Because I have done the one thing I never thought possible.
I’ve given my heart to the mafia boss who stole me.
Sempre e per sempre.
Thirty-Seven
The air isthick with the scent of oil and metal. The weight of my gun feels natural in my grip, an extension of myself as I check the magazine for the third time. It’s full. It’s always full. But I check anyway.
Habit. Discipline. Readiness.
Around me, my men move in near silence. The only sounds are the soft clicks of safeties being checked, knives being adjusted, and magazines locking into place. There’s no wasted movement, no nervous chatter. Only focus. They know what’s coming.
The compound looms in the distance, dark and sprawling, a fortress built on my uncle’s paranoia. He knows I’m coming. He should. I want him to.
Dario crouches beside me, eyes sharp under the glow of the distant floodlights. “Scouts report minimal movement outside. Guards are posted, but not enough. Feels like a trap.”
“It is a trap.” My voice is calm. Because I don’t care.
I rise, slow and deliberate, rolling my shoulders to shake off the tension winding through them. The adrenaline isalready thrumming beneath my skin, cold and steady. I welcome it.
“Positions,” I murmur, and my men move like shadows, melting into the darkness, ready to strike.

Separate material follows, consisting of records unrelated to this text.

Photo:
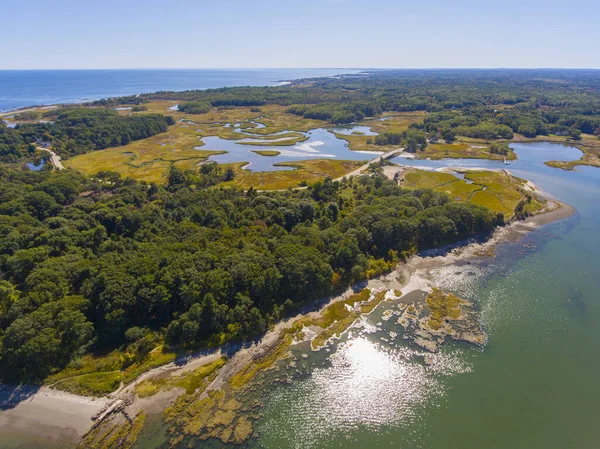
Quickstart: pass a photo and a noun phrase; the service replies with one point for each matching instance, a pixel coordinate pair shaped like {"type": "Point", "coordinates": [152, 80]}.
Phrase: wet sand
{"type": "Point", "coordinates": [53, 414]}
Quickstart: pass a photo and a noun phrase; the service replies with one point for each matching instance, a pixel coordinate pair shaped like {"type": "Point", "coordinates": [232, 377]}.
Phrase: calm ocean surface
{"type": "Point", "coordinates": [20, 88]}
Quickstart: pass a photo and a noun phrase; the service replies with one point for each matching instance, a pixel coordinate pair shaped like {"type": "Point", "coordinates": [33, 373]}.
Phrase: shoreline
{"type": "Point", "coordinates": [53, 414]}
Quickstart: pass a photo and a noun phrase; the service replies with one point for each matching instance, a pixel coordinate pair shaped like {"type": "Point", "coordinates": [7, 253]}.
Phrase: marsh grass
{"type": "Point", "coordinates": [442, 307]}
{"type": "Point", "coordinates": [309, 171]}
{"type": "Point", "coordinates": [496, 190]}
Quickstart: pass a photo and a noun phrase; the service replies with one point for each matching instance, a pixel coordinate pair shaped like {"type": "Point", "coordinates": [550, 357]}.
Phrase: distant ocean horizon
{"type": "Point", "coordinates": [22, 88]}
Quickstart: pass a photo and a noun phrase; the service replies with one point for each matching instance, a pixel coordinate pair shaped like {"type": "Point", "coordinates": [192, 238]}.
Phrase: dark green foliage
{"type": "Point", "coordinates": [78, 130]}
{"type": "Point", "coordinates": [195, 107]}
{"type": "Point", "coordinates": [12, 144]}
{"type": "Point", "coordinates": [471, 103]}
{"type": "Point", "coordinates": [127, 261]}
{"type": "Point", "coordinates": [412, 139]}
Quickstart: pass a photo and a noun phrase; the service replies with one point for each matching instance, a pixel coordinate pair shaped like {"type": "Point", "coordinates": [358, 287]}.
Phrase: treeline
{"type": "Point", "coordinates": [195, 107]}
{"type": "Point", "coordinates": [78, 130]}
{"type": "Point", "coordinates": [486, 104]}
{"type": "Point", "coordinates": [412, 139]}
{"type": "Point", "coordinates": [12, 145]}
{"type": "Point", "coordinates": [85, 263]}
{"type": "Point", "coordinates": [337, 113]}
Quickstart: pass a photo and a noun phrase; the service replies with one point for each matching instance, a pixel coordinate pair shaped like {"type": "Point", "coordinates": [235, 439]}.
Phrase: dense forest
{"type": "Point", "coordinates": [104, 263]}
{"type": "Point", "coordinates": [475, 103]}
{"type": "Point", "coordinates": [77, 130]}
{"type": "Point", "coordinates": [94, 264]}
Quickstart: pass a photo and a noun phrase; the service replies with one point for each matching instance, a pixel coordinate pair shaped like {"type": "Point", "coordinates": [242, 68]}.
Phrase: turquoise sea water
{"type": "Point", "coordinates": [19, 88]}
{"type": "Point", "coordinates": [533, 386]}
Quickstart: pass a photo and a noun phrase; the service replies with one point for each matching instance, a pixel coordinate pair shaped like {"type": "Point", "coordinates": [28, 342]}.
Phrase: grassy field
{"type": "Point", "coordinates": [395, 123]}
{"type": "Point", "coordinates": [305, 172]}
{"type": "Point", "coordinates": [267, 153]}
{"type": "Point", "coordinates": [463, 148]}
{"type": "Point", "coordinates": [149, 159]}
{"type": "Point", "coordinates": [498, 191]}
{"type": "Point", "coordinates": [100, 374]}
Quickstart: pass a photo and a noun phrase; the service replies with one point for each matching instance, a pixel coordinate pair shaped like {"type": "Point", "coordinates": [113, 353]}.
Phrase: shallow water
{"type": "Point", "coordinates": [320, 144]}
{"type": "Point", "coordinates": [19, 88]}
{"type": "Point", "coordinates": [533, 386]}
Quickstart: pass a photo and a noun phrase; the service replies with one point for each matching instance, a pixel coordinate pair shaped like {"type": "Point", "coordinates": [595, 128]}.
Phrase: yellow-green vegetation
{"type": "Point", "coordinates": [338, 317]}
{"type": "Point", "coordinates": [496, 190]}
{"type": "Point", "coordinates": [148, 159]}
{"type": "Point", "coordinates": [469, 149]}
{"type": "Point", "coordinates": [98, 375]}
{"type": "Point", "coordinates": [269, 153]}
{"type": "Point", "coordinates": [95, 384]}
{"type": "Point", "coordinates": [397, 123]}
{"type": "Point", "coordinates": [287, 139]}
{"type": "Point", "coordinates": [248, 372]}
{"type": "Point", "coordinates": [590, 145]}
{"type": "Point", "coordinates": [309, 171]}
{"type": "Point", "coordinates": [442, 307]}
{"type": "Point", "coordinates": [220, 414]}
{"type": "Point", "coordinates": [215, 415]}
{"type": "Point", "coordinates": [190, 382]}
{"type": "Point", "coordinates": [490, 251]}
{"type": "Point", "coordinates": [116, 437]}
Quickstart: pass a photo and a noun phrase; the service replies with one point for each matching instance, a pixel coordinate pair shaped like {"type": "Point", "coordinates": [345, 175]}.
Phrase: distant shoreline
{"type": "Point", "coordinates": [56, 414]}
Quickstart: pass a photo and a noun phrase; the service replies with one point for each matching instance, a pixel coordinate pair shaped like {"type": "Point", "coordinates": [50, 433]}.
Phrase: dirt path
{"type": "Point", "coordinates": [379, 158]}
{"type": "Point", "coordinates": [47, 412]}
{"type": "Point", "coordinates": [55, 158]}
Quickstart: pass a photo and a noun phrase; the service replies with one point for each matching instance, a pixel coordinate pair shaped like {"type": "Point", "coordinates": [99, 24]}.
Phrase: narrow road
{"type": "Point", "coordinates": [55, 158]}
{"type": "Point", "coordinates": [379, 158]}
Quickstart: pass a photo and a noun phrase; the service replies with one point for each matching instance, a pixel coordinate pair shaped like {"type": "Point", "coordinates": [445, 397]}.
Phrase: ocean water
{"type": "Point", "coordinates": [533, 386]}
{"type": "Point", "coordinates": [20, 88]}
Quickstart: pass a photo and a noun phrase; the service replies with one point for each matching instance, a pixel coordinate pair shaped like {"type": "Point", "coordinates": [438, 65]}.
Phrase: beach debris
{"type": "Point", "coordinates": [442, 315]}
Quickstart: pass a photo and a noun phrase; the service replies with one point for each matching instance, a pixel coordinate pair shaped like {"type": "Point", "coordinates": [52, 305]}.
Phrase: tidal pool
{"type": "Point", "coordinates": [320, 144]}
{"type": "Point", "coordinates": [533, 386]}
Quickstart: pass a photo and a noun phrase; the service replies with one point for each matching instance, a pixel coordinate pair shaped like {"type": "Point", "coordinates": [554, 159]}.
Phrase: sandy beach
{"type": "Point", "coordinates": [56, 416]}
{"type": "Point", "coordinates": [64, 417]}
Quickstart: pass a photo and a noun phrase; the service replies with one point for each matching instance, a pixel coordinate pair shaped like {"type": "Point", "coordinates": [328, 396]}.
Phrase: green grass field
{"type": "Point", "coordinates": [496, 190]}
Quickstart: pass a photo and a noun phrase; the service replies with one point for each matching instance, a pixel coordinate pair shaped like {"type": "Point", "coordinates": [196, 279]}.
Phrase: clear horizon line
{"type": "Point", "coordinates": [302, 68]}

I take one last breath, the night air cool against my face. Then I give the order.
“Move.”
The silence is wrong. Too wrong.
I move through the front gates with my men flanking me, weapons drawn, shadows stretching long under the moon’s cold glow. The air is thick with the scent of dust and gun oil, the crunch of our boots the only sound in the empty courtyard. Too empty.

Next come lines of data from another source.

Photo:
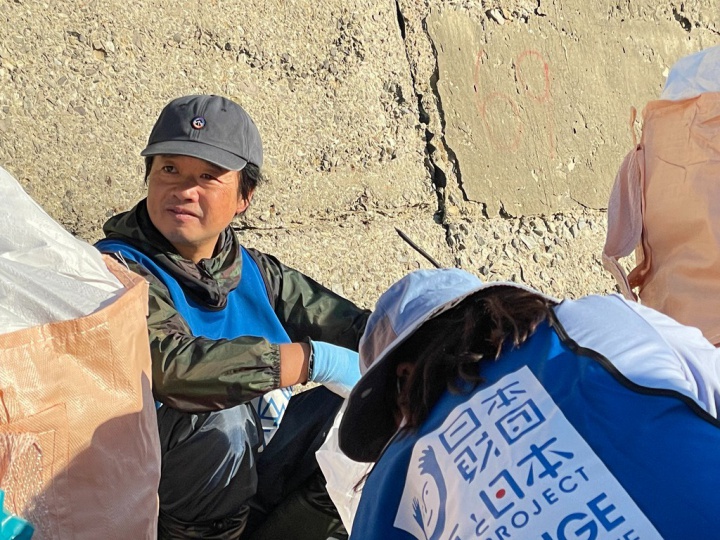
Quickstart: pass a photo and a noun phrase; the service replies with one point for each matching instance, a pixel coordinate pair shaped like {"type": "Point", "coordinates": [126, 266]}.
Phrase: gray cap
{"type": "Point", "coordinates": [207, 127]}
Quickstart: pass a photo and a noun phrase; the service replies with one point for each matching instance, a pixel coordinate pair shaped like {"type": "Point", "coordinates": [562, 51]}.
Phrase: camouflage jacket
{"type": "Point", "coordinates": [195, 374]}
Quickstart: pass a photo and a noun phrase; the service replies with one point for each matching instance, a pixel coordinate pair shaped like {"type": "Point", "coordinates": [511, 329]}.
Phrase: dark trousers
{"type": "Point", "coordinates": [215, 484]}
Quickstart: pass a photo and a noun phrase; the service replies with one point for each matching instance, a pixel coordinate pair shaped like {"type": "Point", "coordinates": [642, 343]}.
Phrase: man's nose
{"type": "Point", "coordinates": [188, 188]}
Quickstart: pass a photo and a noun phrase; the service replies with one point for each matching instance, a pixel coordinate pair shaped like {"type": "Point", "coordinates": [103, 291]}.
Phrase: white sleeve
{"type": "Point", "coordinates": [647, 347]}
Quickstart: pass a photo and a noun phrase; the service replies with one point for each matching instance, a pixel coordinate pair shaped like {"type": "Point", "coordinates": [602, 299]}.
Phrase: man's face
{"type": "Point", "coordinates": [191, 201]}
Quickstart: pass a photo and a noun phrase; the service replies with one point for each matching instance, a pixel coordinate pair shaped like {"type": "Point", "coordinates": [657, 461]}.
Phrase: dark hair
{"type": "Point", "coordinates": [250, 177]}
{"type": "Point", "coordinates": [446, 351]}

I signal for a sweep. Clear.
The bastard’s gone.
A slow, insidious heat crawls up my spine. This isn’t a retreat. This is a setup.
I exhale sharply through my nose, forcing down the spark of frustration. My uncle is a snake, but he’s predictable. He wouldn’t leave his stronghold without a reason, and that reason just became obvious.

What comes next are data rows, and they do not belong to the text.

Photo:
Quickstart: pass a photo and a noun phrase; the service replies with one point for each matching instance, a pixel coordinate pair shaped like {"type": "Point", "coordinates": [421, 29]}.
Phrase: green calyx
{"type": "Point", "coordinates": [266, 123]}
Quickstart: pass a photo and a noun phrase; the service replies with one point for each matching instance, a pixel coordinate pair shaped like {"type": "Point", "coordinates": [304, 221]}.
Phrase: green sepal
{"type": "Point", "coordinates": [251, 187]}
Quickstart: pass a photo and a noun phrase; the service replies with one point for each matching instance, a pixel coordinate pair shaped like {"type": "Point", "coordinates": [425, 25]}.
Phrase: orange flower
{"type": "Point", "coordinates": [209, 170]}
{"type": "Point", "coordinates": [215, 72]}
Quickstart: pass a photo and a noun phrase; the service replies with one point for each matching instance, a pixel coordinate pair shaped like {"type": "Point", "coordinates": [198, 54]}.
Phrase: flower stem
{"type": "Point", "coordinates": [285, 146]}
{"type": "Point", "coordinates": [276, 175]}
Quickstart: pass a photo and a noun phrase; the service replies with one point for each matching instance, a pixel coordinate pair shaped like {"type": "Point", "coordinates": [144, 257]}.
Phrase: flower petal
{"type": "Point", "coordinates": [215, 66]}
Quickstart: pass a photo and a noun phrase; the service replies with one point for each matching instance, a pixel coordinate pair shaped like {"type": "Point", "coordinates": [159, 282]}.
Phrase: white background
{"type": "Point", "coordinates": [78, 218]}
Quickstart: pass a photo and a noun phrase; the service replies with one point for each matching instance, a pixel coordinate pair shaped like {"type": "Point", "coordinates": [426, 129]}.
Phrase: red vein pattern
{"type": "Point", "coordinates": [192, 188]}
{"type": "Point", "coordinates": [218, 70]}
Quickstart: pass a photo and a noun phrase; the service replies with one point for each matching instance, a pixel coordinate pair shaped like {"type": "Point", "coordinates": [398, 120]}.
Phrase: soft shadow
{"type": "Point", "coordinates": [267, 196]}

We were never hunting him.
I turn just as a sharp whistle cuts through the air. The telltale snap of safeties being released echoes from the darkness beyond the walls. My gut tightens.
“We’re surrounded,” Matthias’s voice is flat, but his grip tightens on his rifle.
I taste iron as my jaw clenches. The shadows beyond the compound shift, bodies moving into position, the gleam of rifle barrels catching the dim light. Dozens. Maybe more.
A slow clap rings out.
And then—his voice.
Smooth, smug, soaked in amusement. My uncle.
“Ah, Vitali… I was wondering when you’d come knocking.”
His voice slithers through the darkness, curling around my spine like a vise. My grip tightens on my gun, the weight of it grounding me. I don’t turn immediately. I let the silence stretch, let the tension coil. Let him think I’m unshaken.